Admission requirements

Completion of Philology 1, 2 and 3 or comparable course.

Description

This course offers a survey of Middle English literature (12th-15th centuries) that provides a fascinating insight into the imaginary world of the later English Middle Ages and the complex (often conflicted) world that nurtured its literature. The course elaborates on Philology 1 (which is why Chaucer’s The Canterbury Tales will not be dealt with). In combination with background literature, we will read and study a representative selection of Middle English literature: lyrical poetry, teasing fable, titillating fabliau, propagandistic chronicle, serious religious instruction, highbrow allegory, exciting romance.We will read Sir Gawain and the Green Knight in the translation, but all other texts will be read in the original Middle English with the help of marginal glosses. After a short lecture on the cultural and historical context of the text(s) read for that week, we will discuss our translations, new insights, and interpretations of the assigned readings in a seminar-style setting.

Course objectives

The student acquires:

  • Proficiency in translating Middle English in various dialects

  • Abilities in interpreting representative texts from the various genres of medieval literature in their cultural-historical context

  • Skills in oral discussion and written analysis

  • Practice with secondary sources

Successful completion of the course will enable the student to write a B.A. thesis on a Middle English subject and to follow a course in
Middle English at the M.A. level.

Timetable

The timetable is available on the BA English website

Mode of instruction

Seminar

Course Load

Course Load: 280 hours

  • hours spent attending the seminar: 26

  • time for studying the compulsory literature in preparation for the seminar and writing the two essays: 234 hours

  • time to prepare for the final exam: 20 hours

Assessment method

Two take-home essays (50%) and a final written examination (50%). The final exam will require the student to carry out two translations and two text commentaries on the texts from which the translations were taken, covering issues discussed in the tutorials. The translations are worth 20% of the final grade and the text commentaries are worth 30% of the overall grade.

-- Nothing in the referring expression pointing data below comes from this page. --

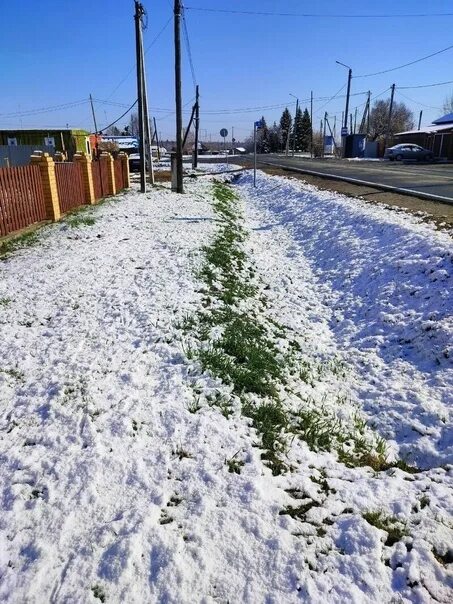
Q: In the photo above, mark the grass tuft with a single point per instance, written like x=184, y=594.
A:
x=17, y=243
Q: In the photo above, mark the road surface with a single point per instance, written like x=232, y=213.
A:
x=426, y=179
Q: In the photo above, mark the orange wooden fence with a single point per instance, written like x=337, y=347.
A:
x=21, y=198
x=28, y=193
x=69, y=185
x=99, y=170
x=119, y=177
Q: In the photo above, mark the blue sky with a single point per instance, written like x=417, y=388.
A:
x=58, y=52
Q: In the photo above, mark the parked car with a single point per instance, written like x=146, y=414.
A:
x=406, y=151
x=134, y=162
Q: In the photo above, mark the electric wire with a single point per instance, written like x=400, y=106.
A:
x=146, y=50
x=331, y=99
x=417, y=102
x=438, y=52
x=118, y=119
x=424, y=85
x=48, y=109
x=318, y=15
x=189, y=52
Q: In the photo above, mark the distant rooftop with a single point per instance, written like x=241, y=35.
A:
x=428, y=129
x=446, y=119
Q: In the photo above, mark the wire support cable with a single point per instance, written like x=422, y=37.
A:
x=118, y=119
x=189, y=52
x=438, y=52
x=318, y=15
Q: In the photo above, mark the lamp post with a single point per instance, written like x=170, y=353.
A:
x=294, y=127
x=345, y=124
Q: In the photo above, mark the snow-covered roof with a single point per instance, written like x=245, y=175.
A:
x=445, y=119
x=428, y=130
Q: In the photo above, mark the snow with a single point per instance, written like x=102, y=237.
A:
x=110, y=482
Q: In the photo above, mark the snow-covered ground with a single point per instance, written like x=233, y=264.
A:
x=115, y=482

When the final grade is 5.0 or less, the student must resit all the components for which an insufficient grade was received. It is only possible to resit insufficient components when the final grade is 5.0 or less.

Attendance is compulsory. Unauthorized absence will mean that you cannot take part in the relevant exam(s).

Blackboard

Blackboard will be used to provide students with the weekly assignments, additional reading materials, extra information, and a sample of the exam.

Reading list

  • Elaine Treharne, ed., Old and Middle English c. 890 – c. 1400: An Anthology, Third Edition, Oxford: Wiley-Blackwell, 2010.

  • The Riverside Chaucer, ed. Larry D. Benson, Oxford University Press paperback, 1988 or later editions.

  • The Norton Anthology of English Literature, 8th edition, 2006, Volume I or Volume A.

  • N.H.G.E. Veldhoen & H. Aertsen, eds., Companion to Early Middle English Literature, Third edition, Amsterdam: V.U. University Press, 2009.

  • Supplementary background material via Blackboard.

Registration

Enrolment through uSis is mandatory. Please note that students other than BA English language and culture studies will have to have permission from the coordinator of studies before enrolling.
General information about uSis is available in English
and Dutch

Registration Studeren à la carte and Contractonderwijs

Registration Studeren à la carte
Registration Contractonderwijs

Contact Student administration Van Eyckhof

Remarks

Students are expected to be prepared right from week 1. The work for week 1 is to be found in Blackboard.